Stock analysts are more bullish than bearish on earnings for the first time in two years. And their profit estimates imply a 26 percent gain for the Standard & Poor’s 500 Index, Bloomberg reports.
Analysts raised their earnings predictions on companies in the index 896 times last month, while lowering them 886, making them net bullish for the first time since the credit crisis began, according to JPMorgan Chase data.
Wall Street firms now figure the S&P 500 companies will earn $74.55 a share next year, up 3 percent from their forecast in May.
The S&P 500 traded at 13.13 times estimated profit at Friday’s close. If the index were to revert back to its 50-year average of 16.54 times earnings, stocks would have to gain 26 percent.
“There’s a sea change of opinion, and it all goes back to the improving economic data,” Fritz Meyer, senior market strategist for Invesco Aim, tells Bloomberg.

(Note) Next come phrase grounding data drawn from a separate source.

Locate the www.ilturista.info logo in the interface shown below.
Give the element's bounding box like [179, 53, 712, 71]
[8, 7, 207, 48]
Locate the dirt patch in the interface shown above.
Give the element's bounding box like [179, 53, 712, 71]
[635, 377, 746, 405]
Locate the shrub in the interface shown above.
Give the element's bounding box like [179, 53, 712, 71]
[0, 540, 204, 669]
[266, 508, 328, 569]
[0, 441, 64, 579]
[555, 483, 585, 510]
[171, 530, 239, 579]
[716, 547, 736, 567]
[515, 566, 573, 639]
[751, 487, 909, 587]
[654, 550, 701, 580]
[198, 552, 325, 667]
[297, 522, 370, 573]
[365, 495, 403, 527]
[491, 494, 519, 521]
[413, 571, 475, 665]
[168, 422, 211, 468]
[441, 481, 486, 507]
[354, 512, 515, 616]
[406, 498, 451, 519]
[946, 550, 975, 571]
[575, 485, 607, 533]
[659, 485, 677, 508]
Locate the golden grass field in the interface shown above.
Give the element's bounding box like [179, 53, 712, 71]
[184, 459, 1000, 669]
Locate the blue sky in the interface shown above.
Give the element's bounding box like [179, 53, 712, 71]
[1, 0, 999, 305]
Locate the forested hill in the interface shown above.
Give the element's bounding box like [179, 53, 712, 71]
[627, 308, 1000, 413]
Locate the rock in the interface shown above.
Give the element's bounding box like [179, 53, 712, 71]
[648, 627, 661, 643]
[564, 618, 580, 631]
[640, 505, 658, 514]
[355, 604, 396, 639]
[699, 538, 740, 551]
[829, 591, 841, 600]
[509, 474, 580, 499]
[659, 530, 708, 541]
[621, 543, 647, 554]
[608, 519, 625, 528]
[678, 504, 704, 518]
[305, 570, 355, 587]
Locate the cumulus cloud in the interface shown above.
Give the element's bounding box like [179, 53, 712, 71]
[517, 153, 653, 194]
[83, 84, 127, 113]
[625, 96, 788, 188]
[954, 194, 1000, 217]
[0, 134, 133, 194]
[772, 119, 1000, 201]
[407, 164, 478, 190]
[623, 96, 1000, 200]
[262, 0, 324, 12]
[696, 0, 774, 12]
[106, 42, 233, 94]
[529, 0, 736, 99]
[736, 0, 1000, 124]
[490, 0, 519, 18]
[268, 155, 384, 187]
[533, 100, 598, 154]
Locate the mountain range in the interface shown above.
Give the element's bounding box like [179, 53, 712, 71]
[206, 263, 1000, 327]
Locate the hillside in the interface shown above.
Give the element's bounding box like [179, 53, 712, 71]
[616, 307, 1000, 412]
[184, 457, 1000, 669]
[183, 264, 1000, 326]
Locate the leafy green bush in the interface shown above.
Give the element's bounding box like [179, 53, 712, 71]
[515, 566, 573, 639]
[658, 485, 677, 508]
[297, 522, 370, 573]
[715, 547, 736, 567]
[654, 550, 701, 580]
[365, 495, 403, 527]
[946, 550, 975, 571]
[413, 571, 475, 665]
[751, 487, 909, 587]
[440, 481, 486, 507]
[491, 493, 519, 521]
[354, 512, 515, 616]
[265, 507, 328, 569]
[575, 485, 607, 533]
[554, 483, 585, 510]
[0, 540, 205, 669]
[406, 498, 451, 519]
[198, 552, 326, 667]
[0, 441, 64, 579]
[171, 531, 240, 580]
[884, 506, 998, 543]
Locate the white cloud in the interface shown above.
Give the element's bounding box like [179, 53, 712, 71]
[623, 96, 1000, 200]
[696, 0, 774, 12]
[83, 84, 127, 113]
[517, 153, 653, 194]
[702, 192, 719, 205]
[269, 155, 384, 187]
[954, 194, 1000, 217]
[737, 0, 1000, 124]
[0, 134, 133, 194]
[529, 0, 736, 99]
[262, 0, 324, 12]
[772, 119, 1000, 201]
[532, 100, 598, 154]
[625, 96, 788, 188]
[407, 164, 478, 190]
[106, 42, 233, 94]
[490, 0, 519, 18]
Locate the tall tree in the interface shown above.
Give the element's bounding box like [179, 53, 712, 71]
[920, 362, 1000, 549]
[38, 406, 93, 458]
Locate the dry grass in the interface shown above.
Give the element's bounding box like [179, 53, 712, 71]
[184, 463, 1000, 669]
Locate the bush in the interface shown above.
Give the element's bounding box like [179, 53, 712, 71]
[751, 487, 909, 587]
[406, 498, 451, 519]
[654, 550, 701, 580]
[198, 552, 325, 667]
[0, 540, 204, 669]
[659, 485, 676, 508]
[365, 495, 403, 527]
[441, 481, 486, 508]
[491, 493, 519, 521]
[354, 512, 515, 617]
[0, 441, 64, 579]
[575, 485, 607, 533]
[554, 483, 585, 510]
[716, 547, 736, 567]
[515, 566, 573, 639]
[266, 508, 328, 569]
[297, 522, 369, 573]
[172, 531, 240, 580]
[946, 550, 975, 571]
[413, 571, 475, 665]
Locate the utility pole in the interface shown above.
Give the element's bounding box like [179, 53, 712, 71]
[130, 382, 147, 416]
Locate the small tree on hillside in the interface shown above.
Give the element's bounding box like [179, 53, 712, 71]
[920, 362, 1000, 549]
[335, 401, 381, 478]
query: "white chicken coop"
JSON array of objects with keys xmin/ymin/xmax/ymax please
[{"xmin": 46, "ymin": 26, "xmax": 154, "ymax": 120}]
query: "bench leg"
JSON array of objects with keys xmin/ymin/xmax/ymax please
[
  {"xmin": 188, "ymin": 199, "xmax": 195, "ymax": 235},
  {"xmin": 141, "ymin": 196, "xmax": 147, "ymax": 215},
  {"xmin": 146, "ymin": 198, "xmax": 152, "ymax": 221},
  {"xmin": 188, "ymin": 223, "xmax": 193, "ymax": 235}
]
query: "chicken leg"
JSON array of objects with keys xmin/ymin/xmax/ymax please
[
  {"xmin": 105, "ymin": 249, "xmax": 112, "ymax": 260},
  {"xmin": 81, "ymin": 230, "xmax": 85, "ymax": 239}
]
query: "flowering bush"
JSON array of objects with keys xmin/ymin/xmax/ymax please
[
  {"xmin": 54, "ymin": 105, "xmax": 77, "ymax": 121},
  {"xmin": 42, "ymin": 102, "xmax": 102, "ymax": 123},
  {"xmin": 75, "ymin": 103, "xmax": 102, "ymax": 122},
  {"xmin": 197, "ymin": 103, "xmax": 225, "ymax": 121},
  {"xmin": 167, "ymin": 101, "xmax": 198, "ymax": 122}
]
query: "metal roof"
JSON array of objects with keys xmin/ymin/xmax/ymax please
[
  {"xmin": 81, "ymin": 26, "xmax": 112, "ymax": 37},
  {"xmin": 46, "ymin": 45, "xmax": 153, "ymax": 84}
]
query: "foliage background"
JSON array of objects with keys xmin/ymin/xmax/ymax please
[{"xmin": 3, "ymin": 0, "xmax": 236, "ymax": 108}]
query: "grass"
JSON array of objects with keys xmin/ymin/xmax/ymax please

“Expectations got pushed too low in the depths of the recessionary mentality. That translates into upward revisions in earnings estimates and drives stock prices.”
The new earnings estimates posit a 25 percent increase for S&P 500 earnings next year from $59.80 a share predicted for this year, Bloomberg reports.
That would represent the biggest jump in 15 years.
Many have turned bullish on stocks. The market is “now on its way to around the 1,200 to 1,250 level for the S&P 500,” Shane Oliver of AMP Capital Investors tells CNBC.